Nationale Sicherheitsexperten warnen, dass das ADVANCE-Gesetz die Verbreitung von Atomwaffen durch den Export von gefährlichen radioaktiven Materialien und Technologien beschleunigen könnte. Das Gesetz erlaubt auch ausländisches Eigentum an US-Atomanlagen. Darüber hinaus ändert das Gesetz den Auftrag der Nuclear Regulatory Commission (NRC) von der Regulierung zur Förderung, was das Risiko einer regulatorischen Vereinnahmung und von Sicherheitsmängeln wie bei der Fukushima-Katastrophe 2011 erhöht. Die Bestimmung des Gesetzes, die die NRC zwingt, dem Potenzial der Kernenergie zur Verbesserung des Allgemeinwohls Vorrang vor Sicherheitsbedenken einzuräumen, könnte zu Regulierungsversagen und rechtlichen Anfechtungen führen. Diese Änderung könnte gegen die Verpflichtung der USA aus dem Übereinkommen über nukleare Sicherheit von 1994 verstoßen, das die Trennung von Regulierungs- und Förderfunktionen vorschreibt.

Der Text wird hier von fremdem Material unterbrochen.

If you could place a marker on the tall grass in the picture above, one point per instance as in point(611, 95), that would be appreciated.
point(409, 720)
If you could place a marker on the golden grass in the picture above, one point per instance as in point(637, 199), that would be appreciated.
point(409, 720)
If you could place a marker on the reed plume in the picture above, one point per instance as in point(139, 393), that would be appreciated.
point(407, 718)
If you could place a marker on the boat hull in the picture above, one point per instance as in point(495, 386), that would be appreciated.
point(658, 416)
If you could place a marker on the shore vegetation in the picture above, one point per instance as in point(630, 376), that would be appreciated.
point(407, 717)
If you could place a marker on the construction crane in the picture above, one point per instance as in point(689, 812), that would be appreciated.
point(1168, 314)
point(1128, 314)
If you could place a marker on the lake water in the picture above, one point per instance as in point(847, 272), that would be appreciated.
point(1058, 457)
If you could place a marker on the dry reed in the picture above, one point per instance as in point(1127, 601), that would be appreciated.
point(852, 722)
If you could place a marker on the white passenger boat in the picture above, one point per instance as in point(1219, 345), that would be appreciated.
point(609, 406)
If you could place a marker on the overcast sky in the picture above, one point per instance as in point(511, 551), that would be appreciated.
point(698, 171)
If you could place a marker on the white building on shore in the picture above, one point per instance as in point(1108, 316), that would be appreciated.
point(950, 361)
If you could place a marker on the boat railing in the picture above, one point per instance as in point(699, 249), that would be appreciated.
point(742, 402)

Wie der Experte für nukleare Sicherheit Dr. Ed Lyman von der Union of Concerned Scientists bereits im Juni erklärte: „Es geht nicht darum, das Genehmigungsverfahren für Reaktoren effizienter zu gestalten, sondern darum, die Sicherheitsaufsicht generell zu schwächen – ein langjähriges Ziel der Industrie. Die Änderung des NRC-Auftrags führt dazu, dass die Behörde bei jeder Anlage, die sie in den Vereinigten Staaten beaufsichtigt, nur noch ein Minimum an Vorschriften durchsetzt. Kombiniert man diesen geschwächten Regulierungsrahmen mit den Risiken, die sich durch die zunehmenden extremen Wetterereignisse ergeben, steigt das Potenzial für nukleare Katastrophen auf ein neues Niveau. Die menschlichen und wirtschaftlichen Kosten könnten immens werden.
Das ADVANCE-Gesetz lenkt nicht nur wichtige Ressourcen von nachhaltigen Energielösungen ab, sondern untergräbt, wie Kritikerinnen und Kritiker betonen, auch die Sicherheit und fördert Industrieinteressen auf Kosten der öffentlichen Gesundheit und Sicherheit. Die hohen ökologischen und sozialen Kosten der Kernenergie – und ihre Überschneidung mit der Klimagerechtigkeit – sind so hoch und langanhaltend, dass sie Grund genug sein sollten, diese Technologie hinter sich zu lassen. Die Demontage der wenigen vorhandenen Sicherheitsvorkehrungen zugunsten privater Interessen, die auf falschen Informationen beruhen, ist schon viel zu lang eine der Lieblingsmethoden neoliberaler Staaten. Um das Überleben der Menschheit und unseres Planeten zu sichern, müssen wir uns weiterhin organisieren und gegen diejenigen kämpfen, die den Profit über den Menschen stellen.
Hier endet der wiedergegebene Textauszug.